Generally, with respect to our mortgage loans, the imposition of an
automatic stay under the Bankruptcy Act precludes us from exercising foreclosure
or other remedies against the debtor. Pre-petition creditors generally do not
have rights to the cash flows from the properties underlying the mortgages. The
timing of the collection from mortgagors in bankruptcy depends on negotiating an
acceptable settlement with the mortgagor (and subject to approval of the
bankruptcy court) or the order of the bankruptcy court in the event a negotiated
settlement cannot be achieved. A mortgagee also is treated differently from a
landlord in three key respects. First, the mortgage loan is not subject to
assumption or rejection because it is not an executory contract or a lease.
Second, the mortgagee's loan may be divided into (1) a secured loan for the
portion of the mortgage debt that does not exceed the value of the property and
(2) a general unsecured loan for the portion of the mortgage debt that exceeds
the value of the property.
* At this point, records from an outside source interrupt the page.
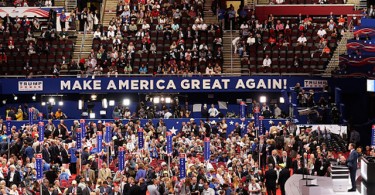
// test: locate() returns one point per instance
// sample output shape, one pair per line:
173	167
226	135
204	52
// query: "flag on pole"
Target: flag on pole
41	131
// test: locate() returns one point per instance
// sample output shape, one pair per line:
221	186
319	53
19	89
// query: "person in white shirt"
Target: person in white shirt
321	32
302	40
267	62
254	187
207	190
235	43
250	40
97	34
213	112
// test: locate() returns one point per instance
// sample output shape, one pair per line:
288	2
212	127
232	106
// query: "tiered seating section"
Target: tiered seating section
359	60
291	57
18	61
175	53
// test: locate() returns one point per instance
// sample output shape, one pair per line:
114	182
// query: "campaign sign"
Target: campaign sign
373	136
207	151
108	133
140	138
82	124
31	113
9	126
242	111
169	143
79	138
261	125
100	141
40	115
39	166
121	158
41	131
182	166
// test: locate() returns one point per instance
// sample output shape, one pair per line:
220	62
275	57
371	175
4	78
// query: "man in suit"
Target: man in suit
74	189
286	160
274	158
104	172
284	175
13	177
88	174
352	164
105	189
153	189
271	177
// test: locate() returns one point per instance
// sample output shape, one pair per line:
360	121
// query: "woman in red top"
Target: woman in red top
11	43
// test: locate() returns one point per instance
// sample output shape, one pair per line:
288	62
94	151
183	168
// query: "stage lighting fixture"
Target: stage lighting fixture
92	115
105	103
263	99
80	104
156	100
93	97
126	102
168	100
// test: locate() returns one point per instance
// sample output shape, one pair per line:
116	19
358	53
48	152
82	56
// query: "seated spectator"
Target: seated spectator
143	69
321	32
302	40
267	62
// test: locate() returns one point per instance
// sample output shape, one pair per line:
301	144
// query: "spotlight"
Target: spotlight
126	102
93	97
51	100
168	100
282	100
263	99
156	100
104	103
92	115
80	104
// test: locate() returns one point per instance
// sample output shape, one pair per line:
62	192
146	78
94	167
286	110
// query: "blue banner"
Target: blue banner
31	116
140	138
169	143
261	129
121	158
39	166
41	131
242	111
9	126
40	117
108	133
373	136
79	138
83	127
99	140
207	151
182	166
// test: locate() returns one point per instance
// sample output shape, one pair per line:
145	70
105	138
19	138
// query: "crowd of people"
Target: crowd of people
241	161
153	38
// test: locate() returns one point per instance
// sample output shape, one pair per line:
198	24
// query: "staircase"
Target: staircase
87	45
109	11
227	42
209	17
341	49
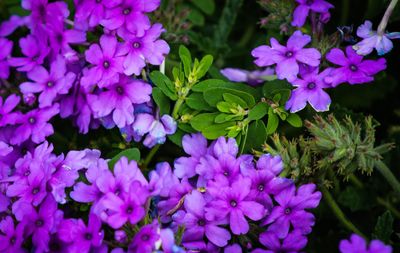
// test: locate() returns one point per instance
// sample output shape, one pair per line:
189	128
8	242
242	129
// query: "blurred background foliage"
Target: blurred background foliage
229	30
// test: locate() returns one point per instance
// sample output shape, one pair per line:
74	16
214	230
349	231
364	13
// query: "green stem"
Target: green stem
339	213
388	175
385	19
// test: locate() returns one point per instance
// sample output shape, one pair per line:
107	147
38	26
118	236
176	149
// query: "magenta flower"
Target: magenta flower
353	69
49	85
290	211
231	204
371	40
310	88
357	244
287	58
142	49
126	207
35	125
11	238
130	15
107	66
5	52
81	238
305	6
6	115
35	51
119	99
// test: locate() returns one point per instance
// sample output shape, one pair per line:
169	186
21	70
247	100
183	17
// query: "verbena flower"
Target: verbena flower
353	69
358	244
371	40
287	58
306	6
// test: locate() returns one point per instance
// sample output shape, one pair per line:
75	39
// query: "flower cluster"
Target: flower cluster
86	80
220	195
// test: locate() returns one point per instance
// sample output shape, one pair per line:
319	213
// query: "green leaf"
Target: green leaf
161	100
163	82
234	99
273	122
294	120
256	136
204	66
258	111
201	121
131	154
207	6
215	95
384	227
197	102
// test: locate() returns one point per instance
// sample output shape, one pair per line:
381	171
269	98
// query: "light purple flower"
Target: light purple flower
253	78
35	51
353	69
371	40
146	48
310	88
305	6
107	66
130	15
357	244
5	52
287	58
49	84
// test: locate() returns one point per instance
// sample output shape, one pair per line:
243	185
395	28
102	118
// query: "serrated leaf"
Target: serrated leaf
384	227
197	102
165	85
294	120
258	111
131	154
161	100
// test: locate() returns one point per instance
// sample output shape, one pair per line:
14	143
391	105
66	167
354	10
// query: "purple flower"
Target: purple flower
146	48
6	115
357	244
49	85
231	203
35	124
130	15
287	58
352	67
310	88
5	52
290	210
253	78
119	99
197	225
11	238
107	66
35	51
293	242
371	40
305	6
81	238
127	207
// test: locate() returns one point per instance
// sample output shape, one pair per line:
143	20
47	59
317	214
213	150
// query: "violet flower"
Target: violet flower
34	50
107	66
305	6
142	49
130	15
49	84
5	52
371	40
358	244
287	58
353	69
310	88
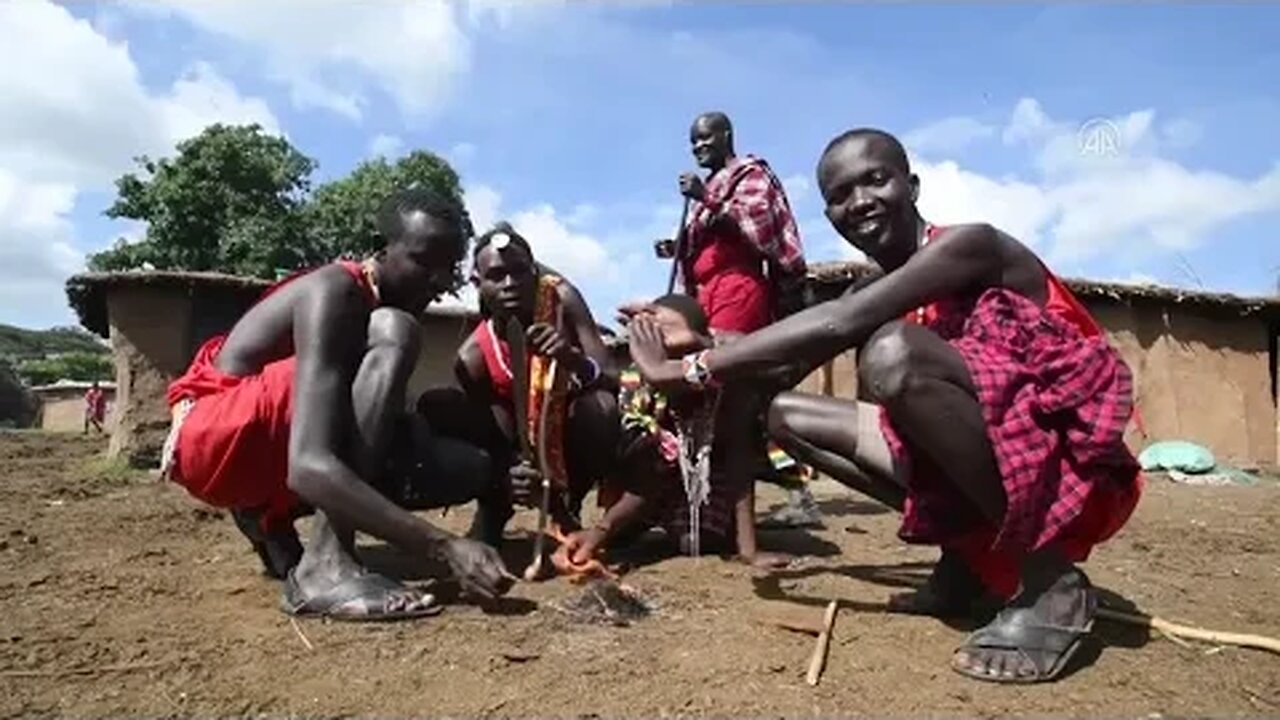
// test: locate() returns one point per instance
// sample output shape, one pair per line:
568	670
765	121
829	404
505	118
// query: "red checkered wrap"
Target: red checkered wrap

A secured creditor such as ourselves is entitled to
the recovery of interest and costs only if, and to the extent that, the value of
the collateral exceeds the amount owed. If the value of the collateral exceeds
the amount of the debt, interest and allowed costs may not be paid during the
bankruptcy proceeding, but accrue until confirmation of a plan of reorganization
or such other time as the court orders. If the value of the collateral held by a
senior creditor is less than the secured debt, interest on the loan for the time
period between the filing of the case and confirmation may be disallowed.
Finally, while a lease generally would either be rejected or assumed with all of
its benefits and burdens intact, the terms of a mortgage, including the rate of
interest and timing of principal payments, may be modified if the debtor is able
to affect a "cramdown" under the Bankruptcy Act.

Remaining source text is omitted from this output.